As George Box noted several decades ago, “All Models are essentially wrong, but some are useful”. The work of statistical analysis, and its modern day derivatives of Machine Learning and Deep Learning, continue to be bold attempts at capturing what are essentially complex activities into a much simpler set of equations, even if those equations themselves often seem esoteric and complex. No set of equations can manage to capture every detail – but can they capture the essence?
And how do you begin to trust those equations, that model – enough so that you are ready to bet your business on it?
There are no silver bullets, and no substitutes to testing.

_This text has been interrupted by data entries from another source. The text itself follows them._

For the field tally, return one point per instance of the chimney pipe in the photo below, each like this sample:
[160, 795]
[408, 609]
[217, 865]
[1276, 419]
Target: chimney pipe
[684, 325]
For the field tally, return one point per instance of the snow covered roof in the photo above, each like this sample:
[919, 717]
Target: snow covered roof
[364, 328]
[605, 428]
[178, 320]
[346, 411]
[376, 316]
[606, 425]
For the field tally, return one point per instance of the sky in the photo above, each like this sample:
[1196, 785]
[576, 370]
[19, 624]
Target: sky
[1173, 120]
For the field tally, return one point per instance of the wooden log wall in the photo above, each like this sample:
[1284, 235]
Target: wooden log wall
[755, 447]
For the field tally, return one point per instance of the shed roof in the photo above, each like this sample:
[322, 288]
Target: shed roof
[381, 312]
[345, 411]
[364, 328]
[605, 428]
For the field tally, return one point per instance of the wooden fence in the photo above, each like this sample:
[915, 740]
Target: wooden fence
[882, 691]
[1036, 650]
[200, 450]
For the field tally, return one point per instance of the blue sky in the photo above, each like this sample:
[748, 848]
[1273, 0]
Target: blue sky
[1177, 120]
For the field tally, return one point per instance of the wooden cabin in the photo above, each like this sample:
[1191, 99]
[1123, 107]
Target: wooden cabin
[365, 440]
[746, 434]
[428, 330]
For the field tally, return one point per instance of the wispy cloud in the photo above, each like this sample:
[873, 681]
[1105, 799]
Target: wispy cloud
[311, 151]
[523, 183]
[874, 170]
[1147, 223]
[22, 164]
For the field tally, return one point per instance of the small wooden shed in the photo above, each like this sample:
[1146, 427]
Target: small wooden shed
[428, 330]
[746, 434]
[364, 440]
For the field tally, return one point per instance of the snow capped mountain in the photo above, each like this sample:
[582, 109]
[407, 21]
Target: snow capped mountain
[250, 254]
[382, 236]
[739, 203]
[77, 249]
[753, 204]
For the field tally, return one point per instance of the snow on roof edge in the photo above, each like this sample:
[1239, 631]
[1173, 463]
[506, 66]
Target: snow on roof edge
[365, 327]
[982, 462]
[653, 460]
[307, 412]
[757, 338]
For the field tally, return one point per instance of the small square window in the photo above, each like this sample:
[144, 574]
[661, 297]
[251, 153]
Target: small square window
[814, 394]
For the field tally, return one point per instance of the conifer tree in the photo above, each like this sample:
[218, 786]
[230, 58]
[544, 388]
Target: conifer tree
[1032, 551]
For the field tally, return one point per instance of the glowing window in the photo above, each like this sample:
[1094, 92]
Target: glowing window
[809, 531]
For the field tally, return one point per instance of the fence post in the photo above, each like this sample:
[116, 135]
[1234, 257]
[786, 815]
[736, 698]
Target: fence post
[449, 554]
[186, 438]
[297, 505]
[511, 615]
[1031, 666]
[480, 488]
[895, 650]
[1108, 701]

The first, and most common approach, is to test the model with “out of band” data. Models, as you may know, are typically built on a set of training data, and tested on a separate set of test data. Usually though, model builders create the test data out of a portion of the available training data. This, however, presents the problem that the test data often bears characteristics similar to the training data. This implies the model is likely to perform reasonably well on the test data, since it is so similar looking to the training data. At this stage, it is critical to insist on testing the model with a completely new, and relatively recent set of data, and check the model’s performance. If the model’s performance is acceptable, it is your first real clue that the model may actually perform well in a real, live situation.

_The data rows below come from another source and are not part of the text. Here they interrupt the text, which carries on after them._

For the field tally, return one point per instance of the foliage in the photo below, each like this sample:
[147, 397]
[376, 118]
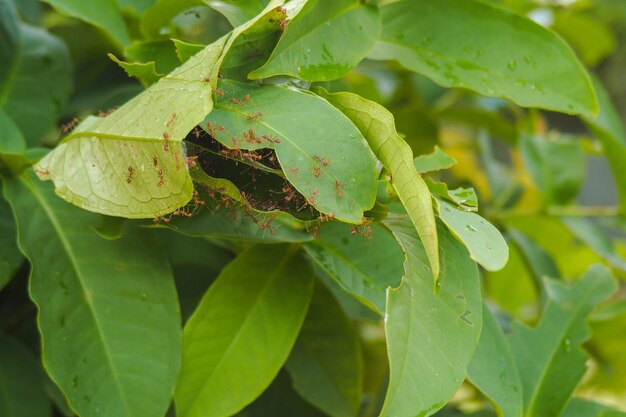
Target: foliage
[314, 208]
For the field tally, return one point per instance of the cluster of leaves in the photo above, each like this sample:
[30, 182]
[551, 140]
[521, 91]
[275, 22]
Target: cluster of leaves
[288, 251]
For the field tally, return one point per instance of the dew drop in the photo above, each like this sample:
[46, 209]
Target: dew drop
[567, 345]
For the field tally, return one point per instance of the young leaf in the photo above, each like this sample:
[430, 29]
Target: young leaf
[377, 125]
[493, 370]
[144, 71]
[10, 256]
[325, 40]
[12, 146]
[539, 263]
[102, 13]
[365, 267]
[435, 161]
[484, 242]
[326, 363]
[225, 224]
[609, 129]
[327, 161]
[465, 198]
[108, 313]
[509, 56]
[243, 331]
[36, 79]
[549, 357]
[431, 337]
[21, 379]
[237, 12]
[131, 163]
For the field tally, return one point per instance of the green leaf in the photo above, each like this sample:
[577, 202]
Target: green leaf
[549, 358]
[435, 161]
[185, 50]
[131, 162]
[538, 261]
[328, 162]
[162, 53]
[377, 125]
[480, 118]
[493, 369]
[242, 332]
[464, 198]
[592, 38]
[325, 40]
[513, 288]
[12, 146]
[608, 343]
[21, 387]
[579, 407]
[509, 56]
[280, 400]
[9, 42]
[237, 221]
[237, 12]
[365, 267]
[161, 13]
[596, 238]
[108, 313]
[196, 263]
[144, 71]
[228, 224]
[556, 165]
[253, 47]
[557, 240]
[326, 362]
[484, 242]
[104, 14]
[609, 130]
[431, 337]
[36, 79]
[10, 256]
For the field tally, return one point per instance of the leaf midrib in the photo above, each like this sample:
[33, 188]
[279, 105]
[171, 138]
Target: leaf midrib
[75, 264]
[290, 253]
[276, 53]
[554, 353]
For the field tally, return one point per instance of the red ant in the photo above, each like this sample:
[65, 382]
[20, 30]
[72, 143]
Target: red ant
[256, 116]
[161, 178]
[171, 122]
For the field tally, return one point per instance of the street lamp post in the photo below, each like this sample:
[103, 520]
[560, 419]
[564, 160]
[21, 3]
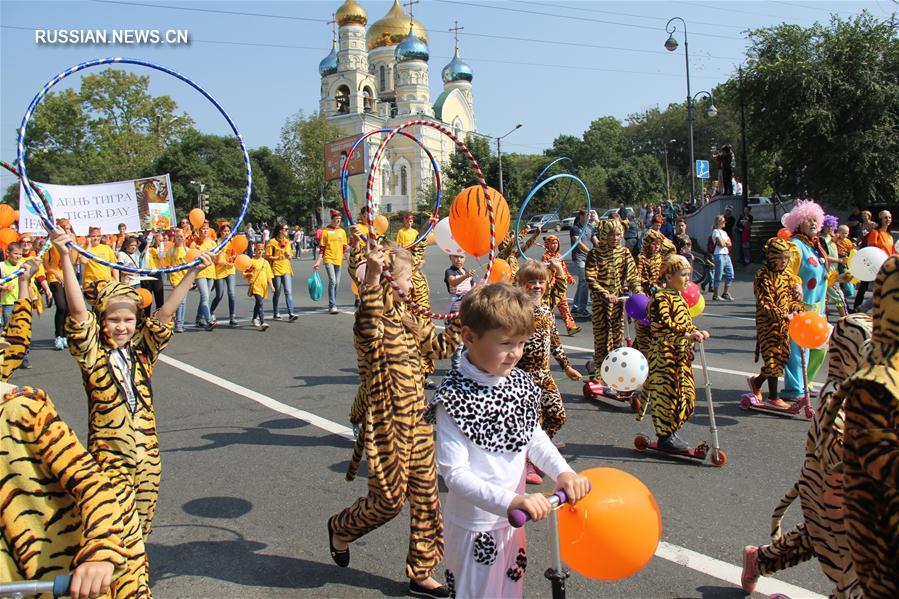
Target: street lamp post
[668, 172]
[499, 155]
[671, 46]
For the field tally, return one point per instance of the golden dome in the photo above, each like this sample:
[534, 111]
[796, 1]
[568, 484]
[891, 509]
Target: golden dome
[351, 12]
[393, 28]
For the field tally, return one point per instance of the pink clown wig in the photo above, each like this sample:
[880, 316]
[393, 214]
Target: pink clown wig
[803, 211]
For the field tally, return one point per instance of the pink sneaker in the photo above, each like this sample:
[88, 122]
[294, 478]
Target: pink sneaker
[531, 476]
[750, 574]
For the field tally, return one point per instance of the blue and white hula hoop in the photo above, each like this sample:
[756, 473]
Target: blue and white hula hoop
[49, 210]
[534, 191]
[344, 175]
[50, 226]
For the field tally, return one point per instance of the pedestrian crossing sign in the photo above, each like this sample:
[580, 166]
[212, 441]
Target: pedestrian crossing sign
[702, 169]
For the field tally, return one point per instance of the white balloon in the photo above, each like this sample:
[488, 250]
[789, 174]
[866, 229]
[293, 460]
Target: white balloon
[867, 262]
[444, 238]
[624, 369]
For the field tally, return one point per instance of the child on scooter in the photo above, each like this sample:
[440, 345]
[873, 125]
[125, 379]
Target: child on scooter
[670, 385]
[487, 415]
[776, 301]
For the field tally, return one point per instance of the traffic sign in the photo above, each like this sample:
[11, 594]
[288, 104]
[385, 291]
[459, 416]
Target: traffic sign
[702, 169]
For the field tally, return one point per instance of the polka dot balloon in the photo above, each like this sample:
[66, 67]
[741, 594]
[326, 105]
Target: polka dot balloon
[624, 369]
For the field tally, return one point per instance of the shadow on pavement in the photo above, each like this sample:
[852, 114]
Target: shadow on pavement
[238, 561]
[261, 435]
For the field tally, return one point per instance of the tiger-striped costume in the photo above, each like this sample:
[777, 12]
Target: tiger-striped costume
[59, 509]
[535, 361]
[398, 444]
[819, 488]
[117, 438]
[609, 268]
[670, 384]
[649, 264]
[871, 448]
[774, 301]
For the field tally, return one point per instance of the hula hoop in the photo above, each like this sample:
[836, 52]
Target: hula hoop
[479, 175]
[15, 274]
[533, 192]
[50, 226]
[344, 176]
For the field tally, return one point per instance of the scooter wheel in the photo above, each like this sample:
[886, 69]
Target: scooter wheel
[719, 458]
[641, 443]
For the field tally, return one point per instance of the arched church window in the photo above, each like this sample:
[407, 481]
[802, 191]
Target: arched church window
[342, 98]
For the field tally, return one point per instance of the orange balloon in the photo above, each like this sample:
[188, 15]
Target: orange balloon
[7, 215]
[614, 530]
[239, 244]
[501, 271]
[809, 330]
[7, 236]
[196, 217]
[381, 224]
[242, 262]
[469, 219]
[146, 298]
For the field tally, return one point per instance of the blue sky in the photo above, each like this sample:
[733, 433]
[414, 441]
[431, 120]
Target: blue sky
[553, 66]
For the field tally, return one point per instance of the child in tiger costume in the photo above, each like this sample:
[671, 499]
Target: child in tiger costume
[533, 277]
[391, 342]
[609, 268]
[670, 385]
[776, 300]
[649, 265]
[822, 533]
[116, 348]
[555, 298]
[871, 448]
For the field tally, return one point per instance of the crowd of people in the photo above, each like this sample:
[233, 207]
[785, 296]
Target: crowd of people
[488, 427]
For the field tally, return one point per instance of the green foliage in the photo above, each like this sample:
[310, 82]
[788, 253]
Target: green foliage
[824, 103]
[302, 147]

Kaggle competition results are often validated using such an approach. GE had sponsored such a competition related to flying times and validated it with data from a fresh flight before awarding the winners with the prize money.
The second step, also intuitive, is to validate the model output against specific, well-understood situations. The behavior of the model should be along well-understood lines.
The third step is to understand the robustness of the model against strange inputs – what if all the input was zero, or infinity, or completely absent? Does the model crash and burn or does it take you to a safe place?
The fourth step is to look at the property of graceful degradation – what if most of the input is there, but one of them is missing? What if one of the binary input fields received a non-binary input? Does the model pack its bags and go on vacation – or does it give you something useful to live by?
A model that is tested through these various situations, now has a reasonable chance of performing well in a production environment. Models often need time to run and perform well in a given environment, simply because model outputs are often games of probabilities, and while anyone can hit a jackpot now and then – at the end, the house always makes the most money.
With this model in hand, you are now ready to engage in the more difficult part of the story, convincing your stakeholders about the validity of the model and earning their trust in its performance. And for this, you will need the support of intuitive reasoning, explainability, proof and finally, performance in a real situation. But that will be the subject of another post on the all important, human angle.